The classic issue with instrumentation is that it is a pain to setup and manage. The PM is often the one who wants to instrument things, but the engineer has to write the instrumentation logic. Features get shipped all the time without someone remembering to instrument them. And instrumentation logic becomes sprawling - with tons of duplicate event types being created for the same logical concept.
What one could instead imagine is a coding agent that sits on every PR, automatically identifies the right way to instrument it given the existing codebase, the way existing features are instrumented, and the goal/purpose of the feature, and auto adds instrumentation logic. Basically - CodeRabbit but for product instrumentation.
The classic issue with session replay is analysis - if you store tends of thousands of session replays, how do you draw holistic conclusions? How do you separate signal from noise outside of someone manually watching certain replays.
VLMs can play a massive role in changing this - semantically analyzing large sets of replays and turning them into structured, qualitative insights like “Users who visit the checkout page tend to get confused by the Apple Pay feature”. This means you are no longer sitting on a repository of replays which your PMs can watch 1/1000th of, but rather a set of constantly refreshed insights like you had a UXR team watching every user use your product 24/7.
The classic issue with experimentation is experimental setup & analysis - it is difficult to go through the end-to-end process of setting up the right feature flags with the right randomization and then analyzing the data properly, often bottlenecked by 1-2 data scientists on your team familiar with experimentation. But, coding agents are very capable of adding feature flag logic to your features, and then running data analysis on the results. Similar to instrumentation, you can imagine this happening pseudo-automatically, suggested by an agent during PRs and then analyzed asynchronously as the data comes in. You can also imagine the agent running simulated “experiments” synthetically to handle low sample size environments.
If you tie these things together, you can imagine a form factor roughly like the following:
An agent constantly monitors all product data in the background, deriving clusters of insights from product telemetry, experiments, and session replays. Users can query these insights via MCP/API in tools like Cursor as they develop new features.
As obvious areas for improvement emerge based on the product data, the agent submits PRs to the team with proposed fixes and their associated rationale. For example - the agent might submit a PR suggesting that two pages in the onboarding flow are merged because the recent addition of a new onboarding page drastically lowered activation rate.
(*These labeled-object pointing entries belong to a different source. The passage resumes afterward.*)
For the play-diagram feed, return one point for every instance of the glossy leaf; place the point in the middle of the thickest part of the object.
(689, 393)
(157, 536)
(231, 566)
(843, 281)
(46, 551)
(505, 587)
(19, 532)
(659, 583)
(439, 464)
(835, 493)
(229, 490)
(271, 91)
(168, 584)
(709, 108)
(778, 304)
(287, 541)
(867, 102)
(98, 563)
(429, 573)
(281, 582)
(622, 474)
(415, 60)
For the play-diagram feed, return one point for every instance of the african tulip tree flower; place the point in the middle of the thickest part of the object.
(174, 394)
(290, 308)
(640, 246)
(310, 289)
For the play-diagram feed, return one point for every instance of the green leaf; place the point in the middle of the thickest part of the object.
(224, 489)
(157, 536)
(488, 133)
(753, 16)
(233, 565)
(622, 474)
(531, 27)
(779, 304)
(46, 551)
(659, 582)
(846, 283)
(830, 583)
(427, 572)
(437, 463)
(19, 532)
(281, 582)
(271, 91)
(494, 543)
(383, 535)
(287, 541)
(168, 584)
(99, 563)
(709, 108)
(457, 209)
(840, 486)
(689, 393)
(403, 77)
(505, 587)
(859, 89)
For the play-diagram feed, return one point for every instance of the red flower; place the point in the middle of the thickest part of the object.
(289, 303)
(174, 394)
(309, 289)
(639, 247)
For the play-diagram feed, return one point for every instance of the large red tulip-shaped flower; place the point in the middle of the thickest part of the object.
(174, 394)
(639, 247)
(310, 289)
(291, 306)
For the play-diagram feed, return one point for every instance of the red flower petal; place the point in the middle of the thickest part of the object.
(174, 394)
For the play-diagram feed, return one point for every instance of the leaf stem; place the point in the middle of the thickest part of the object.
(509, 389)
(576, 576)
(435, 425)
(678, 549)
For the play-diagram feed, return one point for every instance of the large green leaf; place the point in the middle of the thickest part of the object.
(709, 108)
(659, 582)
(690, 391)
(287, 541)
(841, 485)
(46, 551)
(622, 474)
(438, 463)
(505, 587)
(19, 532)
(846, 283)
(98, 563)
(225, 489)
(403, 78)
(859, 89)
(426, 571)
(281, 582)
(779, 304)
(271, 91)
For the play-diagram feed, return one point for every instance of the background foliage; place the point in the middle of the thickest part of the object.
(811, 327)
An agent runs on every PR, analyzing whether the PR merits changes in how product data is captured and whether the functional change is aligned with what the product telemetry suggests. This could look like suggesting an instrumentation event is added, or saying that the premise of a new feature is inconsistent with the data from a bunch of recent session replays, with links to those specific session replays.
One could build this directly on top of whatever tools the customer is already using for product measurement - StatSig, PostHog, Amplitude, etc - though I suspect there will end up being an opportunity to rethink the storage layers of some of these systems to better account for agent based analysis. But the easiest entrypoint is an agent with API access to whatever tools you use, which can basically automate these “reasoning” layers on top of the data.
If done correctly, I think this makes the entire product analytics & experimentation category essentially headless - there will almost never be a need to visit a UI to see conversion funnels or similar, because the system should simply surface the relevant data as it is needed during feature development and/or play the role of the person who analyses the data to determine changes that should be made.
I have almost no doubt this will work to at least some extent, because it already works in observability. And while I think observability is slightly easier to get right because production errors are black and white things that must be fixed, whereas improving your product tends to be more subjective, at their core they are the same concept, just with different signals that need to be considered.
Posthog Code is the closest thing I have seen to this so far, though I don’t love the IDE-like form factor. I think the better insertion points for something like this is in the PR, and in existing coding agent tools via MCP/CLI. And then I think there is a lot of value in starting tool-agnostic.